10-11 p.m. "Lipstick Jungle" -- Maybe, maybe not. If it is just another show about catty women sleeping around in the workplace, no. If it is a show about the genuine obstacles women face in the entertainment industry, yes. As someone with friends, and family, who hope to be in the basic circumstances of some of the characters in this show, I'm intrigued. But I still don't trust it. The fact that the show stars Brooke "nothing gets between me and my Calvin Kleins" Shields leads me to believe that the show will likely be the first. Based on the description though, I am ordering the novel today.

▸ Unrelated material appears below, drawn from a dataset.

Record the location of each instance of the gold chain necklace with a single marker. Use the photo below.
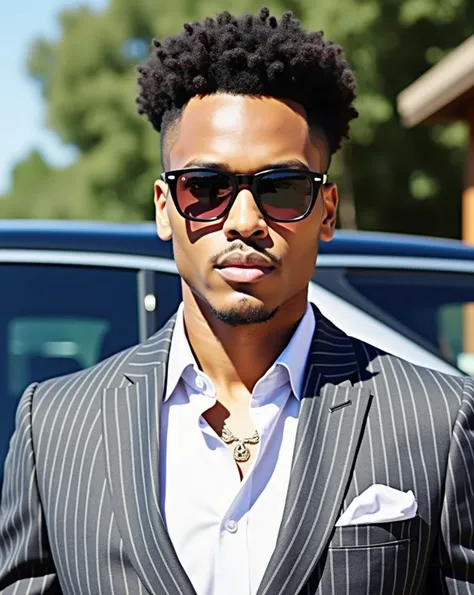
(241, 451)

Based on the best-selling novel by Candace Bushnell ("Sex and the City"), this fun dramedy follows three high-powered friends as they weather the ups and downs of lives lived at the top of their game. Nico (Kim Raver, "24"), editor-in-chief of a hot fashion magazine, wants to replace her boss as CEO. Movie exec Wendy (Brooke Shields, "Suddenly Susan") finds even her most earnest efforts may not be enough to balance career and family. And free-spirited designer Victory (Lindsay Price, "Beverly Hills, 90210") longs to make her dreams come true, and maybe find Mr. Right along the way. Armed with humor and strength, these three modern New York women support one another through the triumphs and tears that are all part of making it big in the Big Apple. Written by executive producers DeAnn Heline and Eileen Heisler (both for "How I Met Your Mother," "Three Sisters") and based on the book by Bushnell, "Lipstick Jungle" is from NBC Universal Television Studio. The pilot is directed by Gary Winick ("13 Going on 30").